The Los Angeles County engineer has turned down Pepperdine University's waste-water disposal plan, a key element in a proposed expansion program for the Malibu campus.
County officials have indicated that they would not approve Pepperdine's overall development plan to double in size unless the university assured them that the additional waste water produced would not seep into the ground and cause geological problems.
A natural landslide exists on Malibu Road, an area below the campus that is lined with expensive beachfront homes. Experts for the county and the homeowners fear that the landslide would be aggravated if too much of Pepperdine's treated sewage water percolates into the soil and enters the ground water.

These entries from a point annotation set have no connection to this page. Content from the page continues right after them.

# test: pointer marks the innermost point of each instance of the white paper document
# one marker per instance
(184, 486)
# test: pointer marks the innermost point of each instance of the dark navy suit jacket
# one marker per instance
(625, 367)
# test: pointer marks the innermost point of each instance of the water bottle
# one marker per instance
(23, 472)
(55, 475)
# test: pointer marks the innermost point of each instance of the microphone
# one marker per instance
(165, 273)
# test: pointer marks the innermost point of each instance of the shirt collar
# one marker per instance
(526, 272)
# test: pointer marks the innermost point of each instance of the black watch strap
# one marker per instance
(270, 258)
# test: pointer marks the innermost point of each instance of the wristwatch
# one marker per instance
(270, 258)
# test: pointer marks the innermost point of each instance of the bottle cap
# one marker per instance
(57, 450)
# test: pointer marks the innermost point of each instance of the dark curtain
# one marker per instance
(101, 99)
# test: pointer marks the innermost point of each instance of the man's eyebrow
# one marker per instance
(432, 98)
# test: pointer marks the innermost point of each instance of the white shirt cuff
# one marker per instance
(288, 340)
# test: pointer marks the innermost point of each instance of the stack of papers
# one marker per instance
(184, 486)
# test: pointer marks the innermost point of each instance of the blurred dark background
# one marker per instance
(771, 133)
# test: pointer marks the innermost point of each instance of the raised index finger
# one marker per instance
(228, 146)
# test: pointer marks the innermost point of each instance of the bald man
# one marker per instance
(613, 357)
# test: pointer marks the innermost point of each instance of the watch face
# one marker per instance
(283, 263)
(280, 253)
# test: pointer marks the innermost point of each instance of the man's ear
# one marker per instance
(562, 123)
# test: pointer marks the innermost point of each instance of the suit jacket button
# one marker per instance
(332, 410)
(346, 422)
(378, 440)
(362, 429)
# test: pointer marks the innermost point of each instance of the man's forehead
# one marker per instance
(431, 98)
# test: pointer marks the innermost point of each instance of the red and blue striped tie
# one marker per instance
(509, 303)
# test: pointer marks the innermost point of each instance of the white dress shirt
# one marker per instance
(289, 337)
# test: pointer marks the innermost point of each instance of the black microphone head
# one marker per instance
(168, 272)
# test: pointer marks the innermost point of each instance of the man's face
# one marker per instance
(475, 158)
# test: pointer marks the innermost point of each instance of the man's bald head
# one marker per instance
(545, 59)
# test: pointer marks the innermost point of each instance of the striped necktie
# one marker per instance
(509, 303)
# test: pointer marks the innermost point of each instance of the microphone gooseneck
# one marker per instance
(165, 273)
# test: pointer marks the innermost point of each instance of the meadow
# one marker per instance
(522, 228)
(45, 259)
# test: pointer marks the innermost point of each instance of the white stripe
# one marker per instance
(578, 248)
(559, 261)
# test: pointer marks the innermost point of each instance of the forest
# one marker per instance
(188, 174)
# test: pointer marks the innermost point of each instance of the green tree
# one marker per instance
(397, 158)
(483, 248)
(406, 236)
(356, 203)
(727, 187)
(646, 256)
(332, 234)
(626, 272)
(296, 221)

Pepperdine treats its waste water in its own sewage plant and then sprays the effluent on several grassy fields around the campus. The university has contended that this method, known as spray irrigation, is safe.
Loss of Control
But according to Brian Scanlon, sewer maintenance superintendent for the Department of County Engineer-Facilities, Pepperdine's plan contained "too many uncertainties." Chief among them was the question of how much of the sewage water might "deep percolate," or penetrate the ground beyond the root zone, and raise the ground-water level.
"In areas with landslides, (the effect) could be adverse," Scanlon said. "Once the stuff deep percolates, you lose control of that water. We have to know how much of the water can be accounted for and then how they're going to pull it out."
Scanlon said Pepperdine will have to consider alternative methods of disposing of its waste water, such as a creek discharge or hookup to a regional sewer system. Malibu does not have such a system, although county officials have been studying the feasibility of installing one for years.
Andrew K. Benton, Pepperdine assistant vice president, said that the county's concerns were legitimate and that university officials will consider the changes that were proposed.
But he suggested that the county engineer's decision was influenced by the legal morass created by the Big Rock Mesa landslide. Homeowners there have sued the county, alleging that it is responsible, and the county has countersued, arguing that the residents' negligence led to the sliding.
"The county is facing severe ramifications from Big Rock," Benton said, "and so the engineer is proceeding with great care."
Rejection of Pepperdine's waste-water disposal method, contained in a document called the Spray Irrigation Management Plan, further delays the university's expansion program, which proposes building enough new dormitories and classrooms to accommodate 5,000 full-time students, twice its current enrollment.
In order to serve the additional students, faculty and staff, Pepperdine needs to enlarge its sewage plant to handle 500,000 gallons of waste water a day. Benton said the plant expansion is urgent because the facility already is operating at capacity, treating 200,000 gallons a day. An additional 40,000 gallons a day is being processed by the Las Virgenes Municipal Water District.
These plans have caused considerable controversy in Malibu, where many residents believe that new development would increase traffic and destroy the natural beauty of the area.
Greg Aftergood, attorney for the Malibu Road Property Owners Assn., said there is some indication that the amount of waste water Pepperdine is spraying on the ground may be excessive. He said the homeowners group wants Pepperdine to monitor the irrigation to be sure that the ground water does not reach a dangerous level and exacerbate the existing landslide.
He said that if Pepperdine is going to continue using the irrigation method, it will either have to "get a lot more land" to absorb the treted sewage water or explore alternatives, such as connecting to a regional sewer system when it is built.
Pepperdine's belief that it can dispose of more than 200,000 gallons of waste water a day by the spraying method was "overly optimistic," Aftergood said. "From that standpoint, we're pleased the county finds the same faults with the spray irrigation plan that we have."